Simone's birthday
I've told you about Simone right? She is the lovely, lovely Australian lady with the laugh that comes up from her toes and resonates out of her tiny frame. She is the one who took me under her Christmas wing and who I jived the New Year in with, who I feared the first time I met because we were the only two in a yoga class and she was bendy and shaven headed and looked like she came out of the womb in the lotus position (turned out, as these things often do, that she is the least fearsome and most humble beautiful lady). She is also the one who helped me navigate my first gompa (buddhist holy room) and who has helped me explore meditation and Kathmandu.

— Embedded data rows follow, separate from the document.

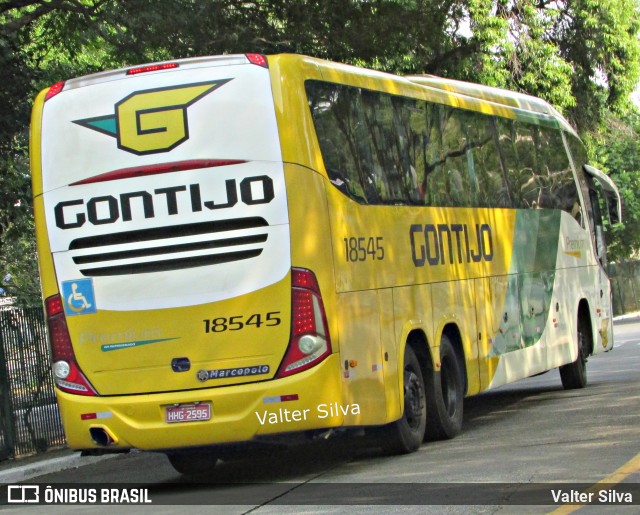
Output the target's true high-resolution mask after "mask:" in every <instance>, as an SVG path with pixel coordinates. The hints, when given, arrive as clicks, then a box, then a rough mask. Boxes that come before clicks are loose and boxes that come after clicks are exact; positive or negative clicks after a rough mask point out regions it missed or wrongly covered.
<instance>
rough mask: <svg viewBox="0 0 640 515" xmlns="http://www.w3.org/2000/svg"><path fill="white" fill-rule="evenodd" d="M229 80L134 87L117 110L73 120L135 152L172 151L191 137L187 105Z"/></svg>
mask: <svg viewBox="0 0 640 515" xmlns="http://www.w3.org/2000/svg"><path fill="white" fill-rule="evenodd" d="M230 80H232V79H221V80H216V81H209V82H199V83H195V84H185V85H182V86H174V87H169V88H156V89H147V90H143V91H135V92H133V93H132V94H131V95H128V96H126V97H125V98H123V99H122V100H120V101H119V102H118V103H116V104H115V106H114V107H115V114H108V115H104V116H97V117H94V118H85V119H83V120H73V123H76V124H78V125H81V126H82V127H86V128H87V129H92V130H94V131H98V132H100V133H102V134H106V135H107V136H111V137H114V138H116V140H117V141H118V148H119V149H121V150H124V151H126V152H131V153H132V154H136V155H139V156H140V155H145V154H156V153H160V152H169V151H170V150H173V149H174V148H176V147H177V146H178V145H180V144H182V143H184V142H185V141H187V140H188V139H189V125H188V121H187V108H188V107H189V106H191V105H193V104H194V103H196V102H197V101H198V100H200V99H201V98H202V97H204V96H205V95H208V94H209V93H211V92H212V91H214V90H216V89H218V88H219V87H220V86H223V85H224V84H226V83H227V82H229V81H230Z"/></svg>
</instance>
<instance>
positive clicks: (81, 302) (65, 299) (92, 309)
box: [62, 279, 97, 315]
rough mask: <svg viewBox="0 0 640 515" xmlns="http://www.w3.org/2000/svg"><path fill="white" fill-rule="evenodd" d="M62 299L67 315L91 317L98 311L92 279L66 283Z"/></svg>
mask: <svg viewBox="0 0 640 515" xmlns="http://www.w3.org/2000/svg"><path fill="white" fill-rule="evenodd" d="M62 298H63V299H64V312H65V313H66V314H67V315H89V314H92V313H95V312H96V311H97V307H96V296H95V293H94V291H93V280H92V279H77V280H75V281H64V282H63V283H62Z"/></svg>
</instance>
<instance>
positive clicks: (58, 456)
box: [0, 448, 119, 484]
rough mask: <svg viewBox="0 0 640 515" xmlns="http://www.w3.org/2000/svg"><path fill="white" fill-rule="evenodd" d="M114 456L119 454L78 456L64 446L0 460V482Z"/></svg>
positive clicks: (29, 477)
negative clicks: (38, 452) (21, 455)
mask: <svg viewBox="0 0 640 515" xmlns="http://www.w3.org/2000/svg"><path fill="white" fill-rule="evenodd" d="M116 456H119V454H107V455H105V456H80V453H79V452H75V451H72V450H71V449H66V448H65V449H56V450H53V451H49V452H45V453H42V454H36V455H34V456H27V457H25V458H20V459H12V460H5V461H0V484H11V483H20V482H21V481H27V480H29V479H33V478H34V477H39V476H44V475H46V474H52V473H54V472H60V471H62V470H69V469H75V468H78V467H82V466H84V465H91V464H92V463H96V462H98V461H102V460H106V459H110V458H114V457H116Z"/></svg>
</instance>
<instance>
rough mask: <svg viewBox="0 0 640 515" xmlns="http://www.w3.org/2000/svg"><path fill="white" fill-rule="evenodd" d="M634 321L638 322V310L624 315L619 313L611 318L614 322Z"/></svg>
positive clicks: (617, 322) (629, 322)
mask: <svg viewBox="0 0 640 515" xmlns="http://www.w3.org/2000/svg"><path fill="white" fill-rule="evenodd" d="M634 322H640V311H637V312H635V313H627V314H626V315H620V316H617V317H614V319H613V323H614V324H631V323H634Z"/></svg>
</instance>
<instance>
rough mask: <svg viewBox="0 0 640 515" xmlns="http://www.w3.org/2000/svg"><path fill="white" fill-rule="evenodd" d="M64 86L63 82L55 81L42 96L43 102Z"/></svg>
mask: <svg viewBox="0 0 640 515" xmlns="http://www.w3.org/2000/svg"><path fill="white" fill-rule="evenodd" d="M63 88H64V82H56V83H55V84H54V85H53V86H51V87H50V88H49V91H47V93H46V94H45V96H44V100H45V102H46V101H47V100H49V99H50V98H52V97H55V96H56V95H57V94H58V93H60V92H61V91H62V89H63Z"/></svg>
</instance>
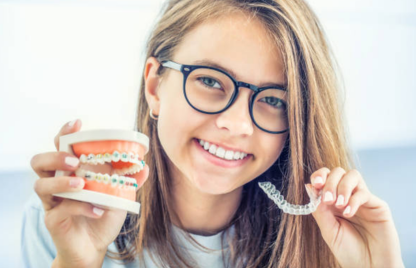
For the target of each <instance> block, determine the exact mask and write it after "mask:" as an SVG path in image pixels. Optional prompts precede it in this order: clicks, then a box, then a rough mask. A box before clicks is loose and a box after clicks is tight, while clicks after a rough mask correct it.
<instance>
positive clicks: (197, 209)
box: [171, 173, 243, 236]
mask: <svg viewBox="0 0 416 268" xmlns="http://www.w3.org/2000/svg"><path fill="white" fill-rule="evenodd" d="M171 174H172V173H171ZM176 175H178V174H176ZM178 178H180V177H178V176H174V178H173V181H174V183H173V189H172V198H173V200H172V205H173V207H174V210H175V212H176V214H177V216H178V217H179V219H180V221H181V223H182V225H183V228H184V230H185V231H187V232H189V233H192V234H197V235H204V236H209V235H214V234H216V233H218V232H220V231H222V230H224V228H225V227H226V226H227V225H228V224H229V222H230V221H231V219H232V217H233V216H234V214H235V212H236V210H237V209H238V206H239V205H240V199H241V193H242V189H243V187H242V186H241V187H239V188H237V189H235V190H234V191H232V192H230V193H226V194H219V195H213V194H208V193H204V192H201V191H199V190H198V189H197V188H195V187H194V186H193V185H192V184H191V183H190V182H189V180H188V179H187V178H183V177H182V178H180V179H178ZM172 222H173V224H174V225H176V226H179V223H178V221H177V219H172Z"/></svg>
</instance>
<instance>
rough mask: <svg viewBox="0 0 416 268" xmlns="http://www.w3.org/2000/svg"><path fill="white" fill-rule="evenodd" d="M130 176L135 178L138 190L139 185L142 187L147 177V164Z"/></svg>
mask: <svg viewBox="0 0 416 268" xmlns="http://www.w3.org/2000/svg"><path fill="white" fill-rule="evenodd" d="M130 177H132V178H134V179H136V181H137V190H139V189H140V187H142V185H143V184H144V182H145V181H146V180H147V178H148V177H149V166H148V165H144V168H143V170H141V171H140V172H138V173H136V174H133V175H131V176H130Z"/></svg>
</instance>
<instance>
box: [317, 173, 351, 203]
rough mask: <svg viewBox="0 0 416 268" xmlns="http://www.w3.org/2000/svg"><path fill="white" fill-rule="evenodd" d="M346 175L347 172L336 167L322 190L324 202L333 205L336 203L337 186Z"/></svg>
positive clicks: (323, 199) (328, 175)
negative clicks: (346, 172)
mask: <svg viewBox="0 0 416 268" xmlns="http://www.w3.org/2000/svg"><path fill="white" fill-rule="evenodd" d="M345 173H346V171H345V170H344V169H343V168H341V167H336V168H334V169H333V170H332V171H331V173H329V175H328V177H327V179H326V183H325V186H324V188H323V190H322V196H323V198H322V201H323V202H324V203H325V204H327V205H332V204H334V203H335V199H336V198H337V186H338V183H339V182H340V181H341V179H342V178H343V176H344V174H345Z"/></svg>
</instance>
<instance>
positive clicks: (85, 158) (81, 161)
mask: <svg viewBox="0 0 416 268" xmlns="http://www.w3.org/2000/svg"><path fill="white" fill-rule="evenodd" d="M79 160H80V161H81V163H83V164H85V163H87V156H86V155H85V154H82V155H81V156H80V158H79Z"/></svg>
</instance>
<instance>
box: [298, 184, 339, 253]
mask: <svg viewBox="0 0 416 268" xmlns="http://www.w3.org/2000/svg"><path fill="white" fill-rule="evenodd" d="M305 187H306V189H307V193H308V195H309V198H310V199H311V201H312V202H314V201H315V200H317V199H318V198H319V196H320V193H321V192H318V190H317V189H315V187H313V186H312V185H311V184H305ZM308 188H309V189H308ZM312 216H313V218H314V219H315V221H316V223H317V224H318V227H319V229H320V231H321V234H322V237H323V239H324V240H325V241H326V243H327V244H328V245H331V243H332V241H334V238H335V237H336V234H337V232H338V229H339V222H338V220H337V218H336V217H335V215H334V213H333V210H332V209H331V208H330V206H328V205H326V204H324V203H323V202H321V203H320V204H319V205H318V207H317V209H316V210H315V212H313V213H312Z"/></svg>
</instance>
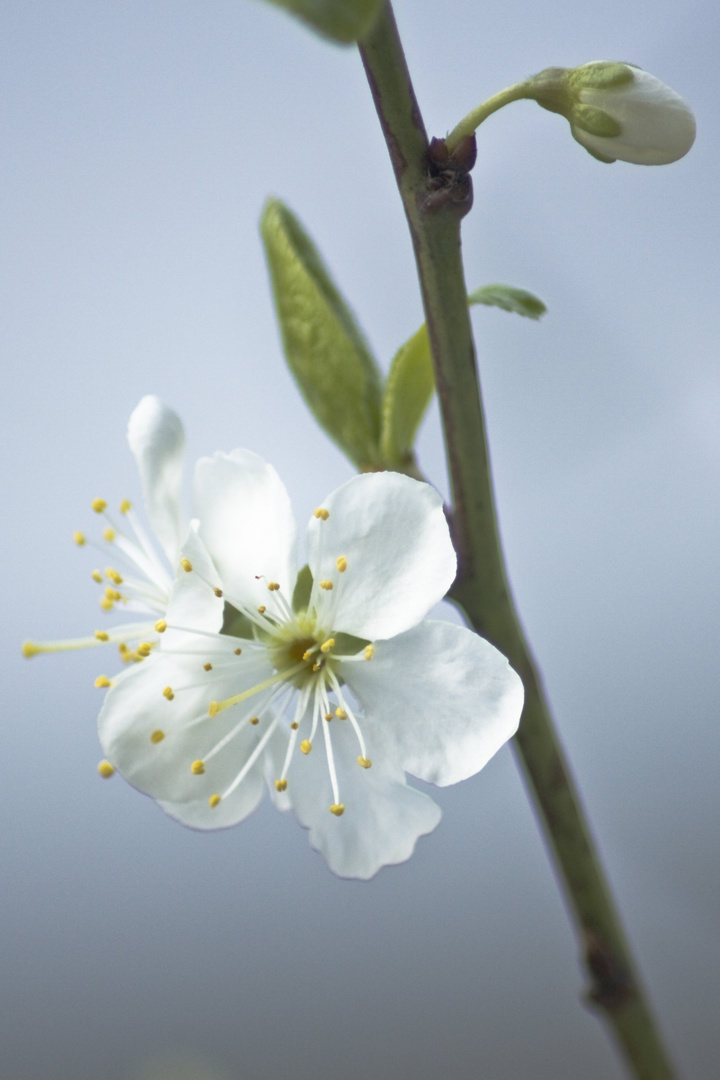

So a few weekends ago it was Simone's 27th birthday and she wanted to go to Pashnupatinath. Pashnupatinath is a holy Hindu temple, on the banks of a river whose source is the Ganges. It is also the place where Hindu's cremate their dead. I didn't really think about it much before, I knew that they were public cremations, but it is really hard to think about or picture a public cremation. And reading this you are probably wondering why I went, why Simone wanted to go, weren't we being disrespectful... The thing is, as with everything in Nepal, cremations are really open and really public. Pashnupatinath is full of old people, young people, couples, children, everyone all come to watch the cremations, visit the temple, pay their respects, just sit, I even saw one guy reading a newspaper. And it was so strange being that close to death, with life all around you. I won't try and be all philosophical, because it will only come out sounding trite but I saw the whole process, the body being brought to the banks, the family performing the purification rights, building the pyre, placing the body on the pyre, setting it alight, watching the fire turn everything to ashes, and then sweeping those ashes into the river before the next family start the process all over again...and it made my head reel. In one moment it makes death less scary, less isolated and lonely because there are people everywhere and I couldn't help thinking that when I die, I would much rather be surrounded by people shouting and crying and talking and living. But then in the next moment it brings death right to you, no niceties, no dressing it up as anything else, the family's grief is right in front of you, and there is no getting away from it, the seemingly peacefully sleeping old woman was a mother and a grandmother and a sister and a daughter and she had a life and now she is dead and now she is smoke and now she is ashes and now she is the river.